NES - The original Nintendo Entertainment System

This was the machine that separated the computer nerds from the gaming nerds. I was a computer nerd, and when this thing came on to the scene in the mid-80s, my gaming friends bought a NES, and the rest of us focused on 6502 assembler on our Commodore 64s. I only started gaming again 15 years later... so do I like the NES? No. The home computers of that time were a far better platform to play on, and you could still stick them into the TV and play in the living room. Still, the NES is the granny of every present-day console and there are some beautifully crafted games on it: the NES had decent Pac-man and Donkey Kong versions. Zelda made its first appearance, and then there was --

Mario Brothers. And MB2. And MB3. And it never really stopped because after four generations of consoles, these days, you're stuck playing Super Mario advance 2 on your Game Boy Advance. With hindsight, Mario Brothers was the game that showed Nintendo's true character. It sucked the pocket money out of every kid. If you didn't have it, you were a nobody at school. And Nintendo knew it. They've been squeezing cash out of kids with dozens of sequels for twenty years now.

Still, Mario Bros is a good game. Today, it is the only NES game that gets people hooked. The graphics are totally adapted to what the NES could create, and look juicy even now. The game requires skill, patience and rewards your learning curve. Er, I actually never got very far...


Chinese copycat game systems

There are quite a few NES and Atari 2600 clones that are on the market today. They are not-quite-legal products, as they typically hold 70 or so games in a big ROM. These machines a great retro-gaming objects though! I've got two; one is a NES clone whilst the other is an Atari 2600. Both hold 70+ original games and are great fun. They don't take up any space, yet are a nice collection in and of themselves.
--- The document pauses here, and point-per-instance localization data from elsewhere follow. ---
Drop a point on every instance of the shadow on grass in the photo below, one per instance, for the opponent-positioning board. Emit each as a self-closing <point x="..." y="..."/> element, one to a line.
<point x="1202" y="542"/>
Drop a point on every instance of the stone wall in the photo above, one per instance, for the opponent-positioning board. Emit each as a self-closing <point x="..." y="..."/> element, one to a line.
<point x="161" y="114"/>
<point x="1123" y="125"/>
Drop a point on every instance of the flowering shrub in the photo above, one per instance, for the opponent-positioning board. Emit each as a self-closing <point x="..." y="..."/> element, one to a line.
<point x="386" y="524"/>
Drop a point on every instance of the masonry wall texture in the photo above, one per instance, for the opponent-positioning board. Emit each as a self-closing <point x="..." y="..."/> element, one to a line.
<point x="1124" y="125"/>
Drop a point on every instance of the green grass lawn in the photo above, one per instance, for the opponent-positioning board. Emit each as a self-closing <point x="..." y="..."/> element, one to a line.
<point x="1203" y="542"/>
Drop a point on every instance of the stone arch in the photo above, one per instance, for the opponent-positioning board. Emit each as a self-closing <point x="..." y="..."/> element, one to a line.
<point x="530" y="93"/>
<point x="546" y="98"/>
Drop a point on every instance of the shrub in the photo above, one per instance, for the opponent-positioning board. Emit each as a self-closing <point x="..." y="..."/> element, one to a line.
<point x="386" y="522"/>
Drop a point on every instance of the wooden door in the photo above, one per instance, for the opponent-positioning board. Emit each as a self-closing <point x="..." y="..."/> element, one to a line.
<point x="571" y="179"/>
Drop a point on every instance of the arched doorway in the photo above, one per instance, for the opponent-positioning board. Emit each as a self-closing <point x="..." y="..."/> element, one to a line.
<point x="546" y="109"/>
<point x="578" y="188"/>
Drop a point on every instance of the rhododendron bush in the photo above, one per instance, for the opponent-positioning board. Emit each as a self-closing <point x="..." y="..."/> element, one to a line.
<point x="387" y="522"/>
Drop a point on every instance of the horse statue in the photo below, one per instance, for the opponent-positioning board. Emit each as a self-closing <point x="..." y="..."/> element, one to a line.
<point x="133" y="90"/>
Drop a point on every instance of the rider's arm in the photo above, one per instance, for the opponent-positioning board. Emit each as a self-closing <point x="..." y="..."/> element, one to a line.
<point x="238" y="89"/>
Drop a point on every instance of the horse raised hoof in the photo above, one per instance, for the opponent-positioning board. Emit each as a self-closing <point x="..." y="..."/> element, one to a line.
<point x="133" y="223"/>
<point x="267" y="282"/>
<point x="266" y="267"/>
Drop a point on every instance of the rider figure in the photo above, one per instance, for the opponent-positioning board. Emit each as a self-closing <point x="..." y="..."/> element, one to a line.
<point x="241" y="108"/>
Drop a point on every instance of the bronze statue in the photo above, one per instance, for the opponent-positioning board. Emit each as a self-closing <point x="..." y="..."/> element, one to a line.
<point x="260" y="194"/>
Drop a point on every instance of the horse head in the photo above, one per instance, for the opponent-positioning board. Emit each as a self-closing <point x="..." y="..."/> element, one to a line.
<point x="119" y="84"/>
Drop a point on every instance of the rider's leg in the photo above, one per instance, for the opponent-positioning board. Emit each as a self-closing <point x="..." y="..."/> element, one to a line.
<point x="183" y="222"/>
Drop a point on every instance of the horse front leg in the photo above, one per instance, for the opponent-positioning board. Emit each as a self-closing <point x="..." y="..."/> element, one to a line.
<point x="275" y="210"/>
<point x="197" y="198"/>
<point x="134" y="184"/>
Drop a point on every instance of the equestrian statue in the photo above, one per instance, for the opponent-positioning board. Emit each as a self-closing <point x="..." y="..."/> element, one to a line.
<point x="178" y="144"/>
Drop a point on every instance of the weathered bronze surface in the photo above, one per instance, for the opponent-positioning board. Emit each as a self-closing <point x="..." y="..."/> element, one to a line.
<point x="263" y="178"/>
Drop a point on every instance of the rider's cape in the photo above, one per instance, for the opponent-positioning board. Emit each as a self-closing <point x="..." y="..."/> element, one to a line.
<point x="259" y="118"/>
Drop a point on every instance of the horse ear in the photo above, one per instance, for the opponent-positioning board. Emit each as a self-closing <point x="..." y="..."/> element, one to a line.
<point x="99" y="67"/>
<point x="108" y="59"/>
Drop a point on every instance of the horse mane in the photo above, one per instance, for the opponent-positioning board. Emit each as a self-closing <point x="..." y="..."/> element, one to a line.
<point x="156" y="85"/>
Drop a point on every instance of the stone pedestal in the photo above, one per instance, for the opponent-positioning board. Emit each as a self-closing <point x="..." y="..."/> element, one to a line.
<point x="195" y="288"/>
The GunBoy, shown to the left, is only one representative of a whole series of similar machines. You have the Mega Joy, Mega Joy II, Mega Joy 2000, and who knows what more. All of them are excellent, with responsive joystick controls. The joystick is the entire machine - you put in the batteries, plug in the Scart connector and you're done. My GunBoy actually has a second joystick so you can play with a friend...

The TV Boy, to the left, is an Atari 2600 clone. It holds an excellent mix of games, including most of the classics. That is actually not quite the case for the MegaJoy-type NES clones. Probably due to copyright concerns, the NES machines often lack some of the top games. Not so, then, for the TV Boy. This one hooks up to the TV through an RF cable rather than a Scart. It has a less comfortable joystick, and I strongly recommend to buy the original TV Boy, which has separate joysticks and a mini-console. The all-in-one TV Boy II that I have is more easily found, but not quite as good.


Nintendo Game & Watch - Donkey Kong

Whey-hey! The little LCD game that was my first video game. I was really good at this... the high score counter went up to 999, and I could cycle past that magic score twice. Easily. My Donkey Kong is now restored to original specs, but at high school it was tuned: the little speaker could be disabled and a battery pack was taped to its back. The original batteries were rather expensive, so I fixed a nerdy solution with AA batteries... these days, though, the game looks like it should again. Gameplay is still brilliant, far better than Donkey Kong on the NES four years later.


Good Gaming Links

IGN has tons of game reviews for the more recent consoles. GameSpot is OK, but suffers from ads and subscriber restrictions. CDEmulation is the place where you can find out what a nice hacker's machine the Dreamcast can be! You have no idea...

ClassicGaming.com is the best place to start retrogaming. It combines classic games with emulator information. And emulators are the sensible way to gaming history, I guess.